Syncope is another way to liven up the rhythm. Just ignore a expected beat and unexpectedly accentuate the offset. Consider the bass-riff intro to Bonnie Raitt’s “Thing Called Love”: | (A) & two three (four)-& | One. Two (Three four). Syncopation, playing with your expectations, is a salty seasoning here.
The tension built in the next song is more subtle.
Blondie’s “Rapture” begins with a funky backbeat. Above this predictable scheme, we find a melody of surprising contrasts: First, on “| Toe___ to toe | » we hear a square, rhythm “1, 2, 3-& 4”. On “dancing | very close”, the rhythm changes to “3, 4 | 1, 2, 3.” The offbeat beat repeats, building anticipation for the return of the original square beat. The promise is kept on “Wall___ to wall”.
Use of “shifted rhythms” pickup beatswho create forward motionterm coined by jazz teacher Hal Galper. Just think of forward motion as another sign of life. But in “Rapture,” the promised return of the first beat is just as important.

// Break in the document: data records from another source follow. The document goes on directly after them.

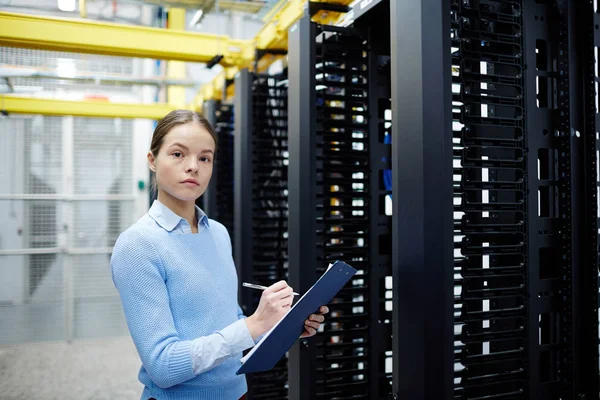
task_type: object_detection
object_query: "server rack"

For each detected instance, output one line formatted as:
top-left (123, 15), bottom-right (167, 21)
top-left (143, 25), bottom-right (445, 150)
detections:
top-left (235, 70), bottom-right (288, 400)
top-left (196, 100), bottom-right (219, 212)
top-left (288, 12), bottom-right (391, 399)
top-left (391, 0), bottom-right (599, 399)
top-left (203, 100), bottom-right (234, 243)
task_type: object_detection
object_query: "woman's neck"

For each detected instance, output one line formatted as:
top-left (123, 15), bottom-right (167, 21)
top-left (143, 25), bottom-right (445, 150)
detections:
top-left (157, 190), bottom-right (198, 232)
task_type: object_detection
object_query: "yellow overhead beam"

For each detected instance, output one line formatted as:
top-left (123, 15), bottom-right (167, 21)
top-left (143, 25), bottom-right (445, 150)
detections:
top-left (0, 12), bottom-right (247, 66)
top-left (253, 0), bottom-right (308, 50)
top-left (190, 0), bottom-right (354, 109)
top-left (0, 95), bottom-right (175, 119)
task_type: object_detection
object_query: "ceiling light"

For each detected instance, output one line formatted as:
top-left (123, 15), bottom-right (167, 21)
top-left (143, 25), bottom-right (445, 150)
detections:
top-left (190, 10), bottom-right (204, 28)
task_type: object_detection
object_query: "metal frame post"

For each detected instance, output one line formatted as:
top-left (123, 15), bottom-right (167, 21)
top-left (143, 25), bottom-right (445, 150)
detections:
top-left (200, 100), bottom-right (219, 218)
top-left (233, 69), bottom-right (253, 311)
top-left (390, 0), bottom-right (454, 400)
top-left (288, 17), bottom-right (316, 400)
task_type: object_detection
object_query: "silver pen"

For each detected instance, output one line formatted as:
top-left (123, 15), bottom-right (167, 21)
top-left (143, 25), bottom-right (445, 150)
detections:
top-left (242, 282), bottom-right (300, 296)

“Rapture” also makes melodic promises, which reach an ecstatic realization in bar 17 on “Rap – ture”. The promise? A fatal small-scale descent from Sol to Do. You don’t need theory to understand. Just listen and feel the chills.
“Rapture” uses predictable scale steps as a long-range backbone for the melody. The theory calls this a “step progression.” Songs based on step progressions, such as “Blackbird,” tend to be popular, but you won’t find much about this technique on YouTube. In today’s crochet-dominated world, that’s a shame.
Consider the enduring classic, “Teach Your Children.” Here the progression of the steps climbs to the top from “Sol” to “Do” (“Sol-La-Ti-Do”). The first step from “G” to “A” consumes three measures: “| You__ | who are on the road|__”.
“To have to have a codedclimbs to the top, “Do”, but it’s a bit early to complete the trip, so Graham Nash repeats the ascent, then plaintively backs up with “Do-Ti” on “that you can live by.” The semitone descending to the tone of the 7 scale denotes desire.
The chorus (“Teach…”) begins confidently on the tonic “Do,” striking a reassuring note of accomplishment. Promise kept!
Gospel contains a cornucopia of startling changes. Listen to “Stolen Fruit” by Tank and the Bangas and start an album of your favorite progressions. One such award can be found in “Twelve-Thirty” by The Mamas & the Papas.
“Life is like a box of chocolates. You never know what you’re going to get,” Forrest Gump said. The songs are similar. As songwriters, we harness the tension between the promises of chocolate and the unpredictable toppings to bring our songs to life.